Explicit Type Conversion
When uploading a pandas.DataFrame to DolphinDB using the upload
method, some DolphinDB data types cannot be directly mapped from Python. Types like UUID, IPADDR, and SECOND do not have exact Python equivalents.
Starting in DolphinDB Python API version 1.30.22.1, explicit type conversion is supported. You can specify a __DolphinDB_Type__
attribute on the pandas.DataFrame, instructing how columns should be handled. The DolphinDB_Type attribute is a dictionary: the keys are column names and the values are the DolphinDB data types to convert those columns to.
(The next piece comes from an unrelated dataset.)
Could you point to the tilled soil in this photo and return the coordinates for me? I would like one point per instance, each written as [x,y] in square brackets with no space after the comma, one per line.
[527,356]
Example (without explicit type conversion)
import dolphindb as ddb
import pandas as pd
import numpy as np
s = ddb.Session()
s.connect("localhost", 8848, "admin", "123456")
df = pd.DataFrame({
'cint': [1, 2, 3],
'csymbol': ["aaa", "bbb", "aaa"],
'cblob': ["a1", "a2", "a3"],
})
s.upload({"df_wrong": df})
print(s.run("schema(df_wrong)")['colDefs'])
Output:
name typeString typeInt extra comment
0 cint LONG 5 NaN
1 csymbol STRING 18 NaN
2 cblob STRING 18 NaN
As explained in PROTOCOL_DDB, if df
is uploaded without explicit type conversion, the "cint" column (dtype int64) will be converted to LONG in DolphinDB. The columns "csymbol" and "cblob" will be converted to STRING type in DolphinDB.
Import dolphindb.settings
. Specify the __DolphinDB_Type__
attribute on the pandas.DataFrame with a dictionary. The keys are the column names.
import dolphindb.settings as keys
df.__DolphinDB_Type__ = {
'cint': keys.DT_INT,
'csymbol': keys.DT_SYMBOL,
'cblob': keys.DT_BLOB,
}
s.upload({"df_true": df})
print(s.run("schema(df_true)")['colDefs'])
Output:
name typeString typeInt extra comment
0 cint INT 4 NaN
1 csymbol SYMBOL 17 NaN
2 cblob BLOB 32 NaN
Now all columns of the pandas.DataFrame are converted to the specified data type.
Starting DolphinDB Python API 1.30.22.4, explicit type conversions to Decimal32 and Decimal64 support specifying scale. For example:
from decimal import Decimal
df = pd.DataFrame({
'decimal32': [Decimal("NaN"), Decimal("1.22")],
'decimal64': [Decimal("1.33355"), Decimal("NaN")],
})
df.__DolphinDB_Type__ = {
'decimal32': [keys.DT_DECIMAL32, 2],
'decimal64': [keys.DT_DECIMAL64, 5],
}
s.upload({'df': df})
print(s.run("schema(df)")['colDefs'])
print('-' * 30)
print(s.run("df"))
Output:
name typeString typeInt extra comment
0 decimal32 DECIMAL32(2) 37 2
1 decimal64 DECIMAL64(5) 38 5
------------------------------
decimal32 decimal64
0 NaN 1.33355
1 1.22 NaN